Nearly 200 towns in the North and South will stop all municipal services, including garbage collection, but not schools, for one day.

Protests against proposed changes to the criteria for periphery residents to receive tax benefits, October 2015. (photo credit: Courtesy)
Protests against proposed changes to the criteria for periphery residents to receive tax benefits, October 2015.
(photo credit: Courtesy)
Thirty municipalities in the periphery are expected to strike Monday in protest of the government’s decision to wait until after the budget is passed next week to determine its tax break policy.
The cities and local authorities, which are responsible for nearly 200 towns in the North and South, will stop all municipal services, including garbage collection, but not schools, for one day.
The strike comes a week after Prime Minister Benjamin Netanyahu decided to delay the changes to criteria for periphery residents to receive tax breaks, which would have resulted in residents in some periphery areas with above-average salaries to have smaller reductions than in previous years. His decision came on the second day of a general strike by leading Western Galilee cities and the Histadrut Labor Union in the area, and as Likud mayors and activists pressured MKs to cancel the changes.
In recent weeks, Knesset Finance Committee chairman Moshe Gafni (UTJ), with the support of Netanyahu, Finance Minister Moshe Kahlon and other coalition party leaders, proposed changing the system of tax cuts for peripheral areas from one in which specific towns receive blanket benefit, to one in which benefits would be differ for residents based on income criteria. Gafni drew up the outline following a High Court decision that all benefits would be canceled if the criteria were not changed by November 30.
The new eligibility criteria would have more than doubled the number of periphery towns and cities to receive tax breaks to 407 from 192, and the budget for the expanded list would have increased to NIS 1.2 billion from NIS 850 million.

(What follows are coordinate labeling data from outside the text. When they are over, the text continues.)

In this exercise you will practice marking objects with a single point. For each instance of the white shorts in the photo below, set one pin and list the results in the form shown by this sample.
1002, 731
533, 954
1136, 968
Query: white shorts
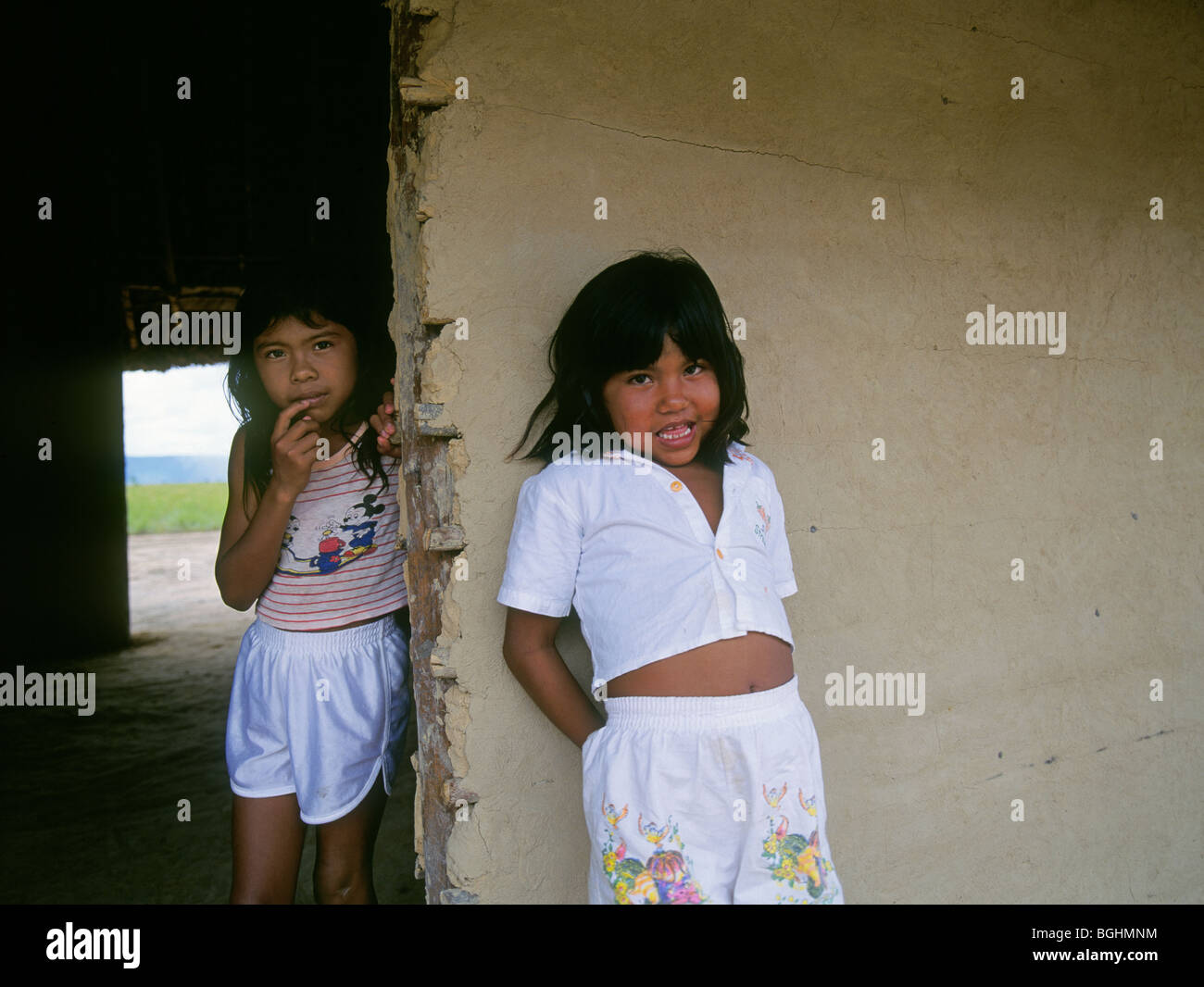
318, 714
714, 799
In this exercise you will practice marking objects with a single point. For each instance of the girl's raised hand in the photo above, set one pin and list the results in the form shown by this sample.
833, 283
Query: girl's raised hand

Unlike the Western Galilee municipalities that went on strike last week, the 30 cities and local authorities support Gafni’s outline, writing in their announcement of Monday’s protest that it “finally creates justice and equality for about 200 towns in the North and South, [and] we, therefore, demand that it be promoted immediately.”
MK Tali Ploskov (Kulanu), a former mayor of Arad who has advocated for months to change the criteria, plans to meet the mayors and local authority leaders in the Knesset on Monday.
“Gafni’s outline brought great news for hundreds of thousands of residents of the periphery,” she said Sunday.
“I plan to demand that the prime minister bring up the outline for authorization before the High Court’s target date to cancel everyone’s benefits.”